By: Stephone Christian

Richard Dawkins, a physicist and professor at Oxford University, was the cause of international uproar with his release of his novel The Selfish Gene in which he describes humans as machines whose actions are heavily conditioned by their genetic code. This stark description of the source of human activity reignited the debate on free will. Under this interpretation, Richard Dawkins effectively states that evolution and the process of natural selection are the principle agents of free will, as these mechanisms are responsible for makeup of our genetic code. Jean-Pierre Vernant, in his writings in Myth and Tragedy, defines free will as the ability to commit oneself by making a choice, whatever the context, and in doing so becoming an autonomous agent able to manifest himself through his own actions (Vernant 50). Given this interpretation of free will, I will enter the debate on its existence by analyzing the actions of Antigone—a protagonist from Sophocles’ play.
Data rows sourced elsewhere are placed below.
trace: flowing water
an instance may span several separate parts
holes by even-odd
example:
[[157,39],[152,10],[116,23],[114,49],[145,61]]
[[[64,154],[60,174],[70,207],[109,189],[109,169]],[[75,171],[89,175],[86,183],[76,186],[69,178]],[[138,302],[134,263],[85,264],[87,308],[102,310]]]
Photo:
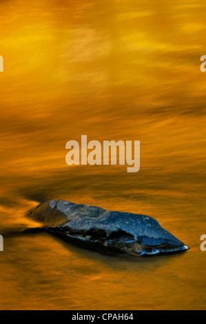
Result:
[[[200,0],[0,1],[1,309],[205,309],[205,14]],[[140,171],[69,167],[81,134],[140,140]],[[190,250],[132,261],[11,234],[52,199],[147,214]]]

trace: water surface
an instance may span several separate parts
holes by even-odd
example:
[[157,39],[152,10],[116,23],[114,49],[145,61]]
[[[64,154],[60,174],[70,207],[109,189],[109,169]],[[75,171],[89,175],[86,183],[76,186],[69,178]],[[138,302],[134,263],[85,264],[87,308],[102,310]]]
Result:
[[[206,6],[200,0],[0,2],[1,309],[205,309]],[[141,170],[69,167],[68,141],[140,140]],[[156,218],[186,253],[101,256],[25,212],[67,199]]]

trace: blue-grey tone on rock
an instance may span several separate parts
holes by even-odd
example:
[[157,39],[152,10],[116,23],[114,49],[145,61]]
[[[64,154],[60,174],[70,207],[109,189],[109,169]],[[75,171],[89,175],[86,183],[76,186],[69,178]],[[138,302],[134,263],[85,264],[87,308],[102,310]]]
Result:
[[154,219],[90,205],[52,200],[28,213],[44,229],[72,243],[110,254],[156,254],[187,250]]

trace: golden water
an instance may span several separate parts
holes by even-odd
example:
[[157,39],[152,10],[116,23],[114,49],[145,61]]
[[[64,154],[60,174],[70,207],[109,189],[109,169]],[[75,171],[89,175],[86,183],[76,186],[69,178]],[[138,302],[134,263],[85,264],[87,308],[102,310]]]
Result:
[[[206,6],[1,0],[1,309],[205,309]],[[68,141],[140,140],[141,170],[69,167]],[[51,199],[156,218],[190,250],[101,256],[24,214]]]

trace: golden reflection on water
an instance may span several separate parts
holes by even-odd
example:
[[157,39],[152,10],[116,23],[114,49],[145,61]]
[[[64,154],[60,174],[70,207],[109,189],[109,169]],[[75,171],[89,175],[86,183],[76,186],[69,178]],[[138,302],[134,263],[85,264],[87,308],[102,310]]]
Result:
[[[0,3],[1,229],[50,199],[138,212],[191,247],[131,261],[37,234],[5,238],[1,309],[204,309],[206,6]],[[141,170],[65,162],[65,143],[140,140]]]

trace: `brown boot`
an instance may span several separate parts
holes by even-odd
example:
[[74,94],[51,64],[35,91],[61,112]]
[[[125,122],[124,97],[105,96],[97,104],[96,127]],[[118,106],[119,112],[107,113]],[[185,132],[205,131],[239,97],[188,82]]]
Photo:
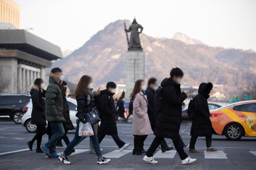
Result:
[[188,152],[190,153],[200,153],[200,151],[196,150],[196,149],[189,149]]
[[215,149],[212,148],[207,148],[206,149],[206,152],[216,152],[218,150],[217,149]]

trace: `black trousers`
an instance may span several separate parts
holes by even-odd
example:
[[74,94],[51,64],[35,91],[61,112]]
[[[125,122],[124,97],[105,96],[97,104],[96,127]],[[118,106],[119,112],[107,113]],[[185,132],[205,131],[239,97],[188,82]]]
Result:
[[[150,125],[151,126],[151,129],[152,129],[152,130],[154,131],[155,130],[155,126],[154,125]],[[160,143],[160,145],[161,146],[161,149],[162,150],[168,147],[167,145],[167,143],[166,143],[166,141],[165,141],[165,139],[164,138],[162,140],[162,141],[161,141]]]
[[[195,145],[196,142],[196,139],[198,137],[191,136],[190,142],[189,144],[189,149],[195,149]],[[208,148],[212,147],[212,136],[205,137],[205,140],[206,142],[206,147]]]
[[40,147],[42,143],[42,138],[46,131],[45,125],[36,125],[36,129],[37,130],[36,134],[31,140],[31,142],[33,143],[36,140],[36,150],[41,150]]
[[[180,141],[180,137],[176,138],[177,139],[176,140],[172,139],[172,142],[176,150],[177,150],[177,152],[178,152],[179,156],[180,156],[180,157],[182,160],[183,160],[187,158],[188,156],[187,154],[184,152],[183,146]],[[149,149],[148,150],[147,153],[146,154],[147,156],[151,157],[153,156],[153,154],[156,150],[157,147],[159,145],[159,144],[164,139],[163,137],[160,137],[157,136],[155,137]]]
[[146,140],[148,135],[134,135],[134,150],[142,149],[144,146],[144,141]]

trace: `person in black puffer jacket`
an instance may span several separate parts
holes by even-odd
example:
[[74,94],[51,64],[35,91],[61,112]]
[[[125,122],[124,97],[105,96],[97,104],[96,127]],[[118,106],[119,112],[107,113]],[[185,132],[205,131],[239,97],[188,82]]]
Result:
[[207,147],[206,152],[217,151],[217,149],[212,147],[212,127],[207,102],[207,99],[210,97],[209,94],[212,86],[211,82],[202,83],[198,88],[198,94],[194,98],[194,116],[190,129],[191,138],[189,144],[190,153],[200,152],[195,149],[195,145],[198,137],[205,137]]
[[32,150],[33,144],[36,140],[37,143],[37,153],[42,153],[43,152],[40,149],[42,142],[42,136],[46,132],[45,126],[46,125],[45,121],[45,93],[43,88],[44,85],[44,80],[41,78],[36,78],[35,80],[34,84],[30,86],[30,95],[33,108],[31,113],[31,123],[36,125],[37,131],[36,134],[32,140],[28,142],[28,145],[30,150]]
[[77,113],[76,116],[78,119],[76,121],[76,129],[75,133],[75,136],[67,147],[63,152],[63,153],[58,158],[59,160],[65,164],[70,164],[68,161],[67,156],[70,154],[74,147],[78,145],[81,140],[86,137],[79,135],[79,125],[80,123],[86,123],[88,122],[89,124],[92,127],[93,131],[93,135],[90,136],[90,138],[92,140],[94,149],[98,156],[97,164],[103,164],[108,163],[111,161],[110,159],[106,159],[102,156],[100,145],[98,142],[96,132],[93,125],[90,124],[87,119],[86,114],[91,107],[96,106],[98,100],[100,90],[98,90],[95,92],[92,92],[92,78],[90,76],[84,75],[81,77],[76,89],[75,96],[77,102]]
[[98,104],[98,107],[100,108],[101,119],[98,133],[99,143],[100,144],[106,135],[111,135],[120,150],[122,151],[128,147],[130,143],[125,143],[120,139],[117,134],[115,104],[113,98],[116,85],[114,82],[108,82],[107,83],[106,88],[100,92]]
[[148,150],[143,160],[151,163],[157,163],[153,154],[164,138],[168,138],[172,142],[182,160],[182,164],[193,162],[196,159],[192,159],[184,152],[183,146],[179,137],[181,123],[182,104],[187,98],[188,91],[182,93],[180,90],[180,79],[183,72],[178,68],[172,69],[170,77],[164,79],[161,84],[163,88],[160,95],[162,98],[163,109],[159,113],[155,125],[154,135],[156,137]]

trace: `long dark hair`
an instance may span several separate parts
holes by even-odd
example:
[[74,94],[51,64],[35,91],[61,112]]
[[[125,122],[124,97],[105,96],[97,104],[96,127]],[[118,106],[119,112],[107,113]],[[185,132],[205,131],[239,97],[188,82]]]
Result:
[[41,88],[41,84],[43,83],[44,80],[42,78],[37,78],[35,80],[34,82],[34,84],[36,85],[38,88],[39,95],[42,96],[42,90]]
[[77,94],[80,92],[82,92],[86,96],[88,95],[87,88],[88,88],[88,85],[90,80],[92,79],[92,78],[91,77],[86,75],[84,75],[81,77],[75,92],[76,97]]
[[133,100],[134,100],[135,95],[140,92],[140,86],[141,85],[141,83],[142,82],[144,82],[143,80],[138,80],[135,82],[134,87],[133,88],[133,90],[132,91],[132,99]]

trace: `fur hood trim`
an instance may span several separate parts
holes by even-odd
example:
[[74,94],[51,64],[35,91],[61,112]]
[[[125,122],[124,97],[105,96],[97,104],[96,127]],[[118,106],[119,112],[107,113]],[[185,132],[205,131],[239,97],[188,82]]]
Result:
[[62,81],[58,78],[56,76],[56,74],[55,74],[54,73],[52,72],[50,72],[49,73],[48,73],[48,76],[49,76],[49,77],[51,77],[52,78],[53,78],[55,82],[56,82],[57,84],[60,85],[61,85],[62,84]]
[[[33,89],[34,89],[37,91],[38,92],[39,92],[39,88],[38,88],[38,86],[36,86],[36,84],[32,84],[31,86],[30,86],[30,91]],[[42,92],[42,89],[41,89],[41,90]]]

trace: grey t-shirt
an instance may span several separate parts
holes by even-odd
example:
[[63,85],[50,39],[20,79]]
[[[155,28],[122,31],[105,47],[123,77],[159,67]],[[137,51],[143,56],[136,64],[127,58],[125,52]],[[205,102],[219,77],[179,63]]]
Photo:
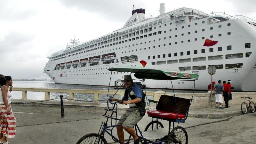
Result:
[[216,90],[216,94],[221,94],[222,90],[224,89],[224,87],[223,85],[221,84],[218,84],[214,86],[215,89]]

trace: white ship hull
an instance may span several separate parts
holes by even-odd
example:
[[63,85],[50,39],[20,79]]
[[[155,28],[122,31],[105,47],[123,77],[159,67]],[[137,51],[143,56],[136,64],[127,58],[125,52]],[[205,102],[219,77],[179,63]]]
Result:
[[[162,15],[163,17],[149,19],[124,28],[119,31],[122,32],[158,20],[164,17],[164,14]],[[104,64],[100,62],[97,65],[82,67],[78,65],[76,68],[67,69],[65,68],[63,69],[54,70],[57,64],[69,61],[70,59],[71,60],[77,60],[76,57],[81,57],[81,59],[89,58],[86,56],[87,55],[91,56],[92,55],[93,56],[93,53],[95,53],[95,51],[87,52],[87,50],[92,48],[89,47],[89,49],[86,49],[87,46],[86,45],[84,50],[81,49],[81,51],[84,52],[67,57],[65,57],[65,55],[63,55],[63,58],[60,59],[53,58],[57,54],[61,55],[64,52],[66,52],[67,50],[60,51],[52,54],[51,56],[52,58],[46,63],[44,68],[44,71],[53,79],[53,77],[54,77],[54,82],[56,83],[108,86],[109,83],[111,73],[111,71],[108,70],[108,68],[120,65],[140,67],[142,65],[139,62],[144,60],[148,63],[146,67],[174,70],[180,70],[182,68],[181,68],[183,67],[190,67],[190,70],[186,71],[196,73],[199,76],[198,80],[196,81],[195,89],[206,90],[208,84],[210,83],[210,75],[207,71],[208,66],[222,65],[223,68],[217,69],[216,73],[213,75],[213,81],[217,82],[219,80],[227,81],[230,79],[232,82],[231,85],[234,88],[234,91],[256,91],[256,25],[249,24],[247,21],[242,19],[230,19],[215,23],[208,23],[208,20],[212,17],[214,16],[197,19],[191,22],[185,19],[185,21],[178,22],[177,23],[175,23],[175,20],[170,19],[165,21],[164,21],[161,24],[149,27],[153,28],[151,31],[148,31],[137,35],[118,39],[106,44],[101,44],[101,42],[100,42],[99,43],[100,44],[96,46],[96,47],[101,48],[103,46],[104,47],[102,48],[104,51],[107,52],[102,52],[101,54],[107,54],[109,50],[112,50],[111,53],[115,52],[118,60],[115,60],[112,63]],[[203,22],[203,21],[204,22]],[[170,24],[171,22],[172,23],[172,25]],[[196,25],[196,23],[197,23]],[[230,26],[228,26],[229,24],[230,24]],[[191,26],[188,27],[189,25]],[[184,27],[183,28],[182,27]],[[213,29],[211,29],[212,27]],[[177,30],[175,30],[176,28],[177,29]],[[203,31],[203,29],[204,29]],[[134,32],[137,31],[138,31],[136,30]],[[161,32],[159,33],[160,31]],[[107,36],[117,32],[114,32],[104,36]],[[156,33],[156,34],[154,35],[154,33]],[[188,34],[188,33],[189,34]],[[229,34],[228,34],[229,33]],[[149,34],[152,34],[152,36],[148,36]],[[147,35],[146,37],[144,37],[146,35]],[[125,34],[122,36],[125,35]],[[211,36],[212,37],[211,37]],[[136,37],[140,37],[141,36],[143,36],[143,38],[136,39]],[[92,40],[99,40],[101,37]],[[202,37],[204,37],[204,39],[202,39]],[[124,42],[126,40],[132,39],[133,38],[135,38],[134,40]],[[204,46],[203,45],[206,39],[218,42],[212,46]],[[122,42],[123,41],[124,43]],[[85,43],[87,42],[88,42]],[[115,44],[116,43],[117,44],[113,45],[113,44]],[[245,48],[245,44],[248,43],[250,43],[250,47]],[[112,44],[111,46],[105,46],[110,44]],[[132,46],[133,45],[134,46]],[[228,50],[227,46],[229,45],[232,46],[232,49]],[[126,47],[127,48],[126,48]],[[222,50],[219,51],[218,47],[222,47]],[[210,48],[213,48],[213,52],[209,51]],[[205,50],[205,52],[201,52],[202,49]],[[101,50],[99,51],[103,51]],[[197,50],[196,53],[194,53],[195,50]],[[189,54],[188,54],[188,51],[190,51]],[[181,52],[183,52],[183,54],[181,54]],[[250,56],[247,57],[246,56],[248,52],[251,53]],[[176,56],[175,56],[175,53],[177,53]],[[240,54],[241,53],[243,55],[241,58],[225,59],[228,56],[226,55]],[[68,52],[68,53],[69,53]],[[171,54],[170,57],[169,53]],[[138,60],[136,60],[135,61],[124,63],[121,60],[121,57],[133,55],[138,56]],[[213,56],[220,55],[223,55],[223,58],[220,57],[221,58],[219,60],[211,60]],[[195,60],[193,61],[193,58],[196,60],[197,58],[204,57],[206,58],[205,60],[196,61],[196,60]],[[189,59],[191,59],[191,61],[182,62],[182,60]],[[169,62],[168,61],[175,60],[177,60],[176,63]],[[98,62],[97,61],[97,63]],[[229,64],[242,64],[242,66],[233,68],[226,67],[228,67]],[[204,66],[206,68],[204,69],[203,68],[201,70],[193,69],[193,67],[199,66]],[[67,74],[67,76],[60,77],[60,74],[64,73]],[[127,73],[113,72],[110,85],[113,85],[115,80],[122,79],[124,75],[128,74]],[[135,77],[133,76],[133,78]],[[136,81],[140,80],[135,79]],[[147,87],[151,88],[165,88],[166,83],[166,81],[164,81],[147,79],[145,80]],[[172,84],[173,88],[176,89],[192,90],[193,88],[194,84],[192,82],[174,81]],[[168,85],[169,87],[168,88],[172,88],[170,87],[171,86],[171,84]]]

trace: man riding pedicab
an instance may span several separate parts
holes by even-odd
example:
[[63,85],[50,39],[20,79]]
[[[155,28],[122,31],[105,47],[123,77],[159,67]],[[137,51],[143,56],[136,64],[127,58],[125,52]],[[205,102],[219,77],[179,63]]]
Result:
[[127,87],[124,94],[121,100],[112,98],[111,101],[115,101],[123,103],[125,105],[129,105],[129,108],[120,118],[118,124],[122,125],[116,127],[117,136],[119,140],[124,143],[124,129],[133,138],[134,144],[139,144],[140,140],[136,134],[133,126],[145,115],[146,112],[145,95],[140,87],[133,83],[130,75],[124,76],[124,86]]

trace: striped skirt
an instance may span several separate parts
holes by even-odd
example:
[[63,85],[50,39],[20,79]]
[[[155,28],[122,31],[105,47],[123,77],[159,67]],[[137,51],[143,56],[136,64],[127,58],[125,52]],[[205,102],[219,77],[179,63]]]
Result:
[[16,118],[10,108],[11,113],[7,115],[5,106],[0,105],[0,133],[7,138],[14,138],[16,132]]

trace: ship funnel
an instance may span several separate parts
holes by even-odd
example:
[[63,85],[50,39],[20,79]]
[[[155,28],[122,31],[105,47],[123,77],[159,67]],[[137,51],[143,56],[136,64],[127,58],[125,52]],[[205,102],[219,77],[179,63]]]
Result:
[[132,11],[132,15],[133,15],[135,12],[137,13],[139,21],[141,21],[141,20],[145,19],[146,10],[145,9],[140,8],[140,9],[134,10]]
[[164,3],[160,4],[160,10],[159,11],[159,15],[165,13],[165,4]]

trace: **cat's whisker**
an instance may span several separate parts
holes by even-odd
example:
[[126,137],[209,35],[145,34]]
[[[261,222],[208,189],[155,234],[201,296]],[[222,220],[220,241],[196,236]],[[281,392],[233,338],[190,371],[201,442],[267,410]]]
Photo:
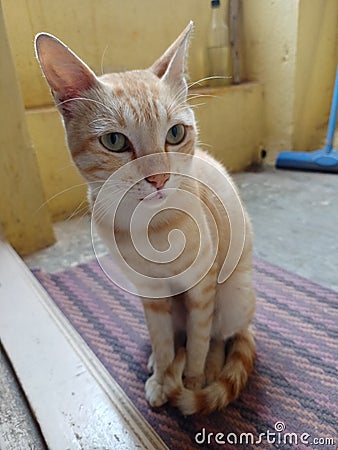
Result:
[[106,56],[107,50],[108,50],[108,44],[105,46],[105,48],[104,48],[104,50],[103,50],[103,53],[102,53],[102,56],[101,56],[101,64],[100,64],[100,67],[101,67],[101,75],[104,74],[104,71],[103,71],[103,62],[104,62],[104,57]]
[[196,85],[198,85],[198,86],[203,86],[203,81],[208,81],[208,80],[223,80],[223,79],[226,79],[226,78],[229,78],[229,77],[222,77],[222,76],[217,76],[217,75],[215,75],[215,76],[211,76],[211,77],[205,77],[205,78],[201,78],[201,79],[199,79],[199,80],[197,80],[197,81],[194,81],[193,83],[190,83],[189,85],[188,85],[188,88],[190,89],[190,88],[192,88],[193,86],[196,86]]

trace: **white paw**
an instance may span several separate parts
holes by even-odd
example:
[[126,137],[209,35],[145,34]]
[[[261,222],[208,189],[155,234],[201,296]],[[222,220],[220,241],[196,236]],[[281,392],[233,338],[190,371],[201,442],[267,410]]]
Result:
[[168,401],[168,398],[163,391],[163,385],[157,381],[155,375],[148,378],[145,389],[146,399],[150,406],[162,406]]
[[218,380],[221,371],[222,365],[216,362],[210,362],[207,368],[205,369],[205,379],[207,386],[212,384],[214,381]]
[[154,353],[152,353],[148,359],[148,364],[147,364],[148,373],[152,374],[154,372],[154,366],[155,366]]
[[205,384],[204,374],[184,377],[184,386],[192,391],[201,389]]

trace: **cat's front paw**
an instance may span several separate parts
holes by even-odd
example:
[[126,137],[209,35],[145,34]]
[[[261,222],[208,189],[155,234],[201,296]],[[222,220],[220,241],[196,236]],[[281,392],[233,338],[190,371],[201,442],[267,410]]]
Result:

In the ancient Greek world of Antigone, religion was a powerful element in the lives of the average citizen. Rituals, sacrifices, and daily prayers were performed as actions compelled by the divine law of the Gods. This obedience to the ancient Gods is a characteristic of biastheis, which is formally defined by Jean Pierre Vernant as “the ancient Greek religious necessity which made one eternally compelled to an idea or action” (Vernant 52). Given how Vernant defines free will as the ability to act upon one’s own decisions by becoming an independent agent, it could be said that an individual who is able to sway from the narrow tunnel of biastheis—that is, someone able to make a decision based on one’s own choices and not those of divine authority— is a person capable of exercising free will. If Antigone’s actions align with the said established parameters, one could argue that Antigone has exercised free will and that free will, therefore, exists.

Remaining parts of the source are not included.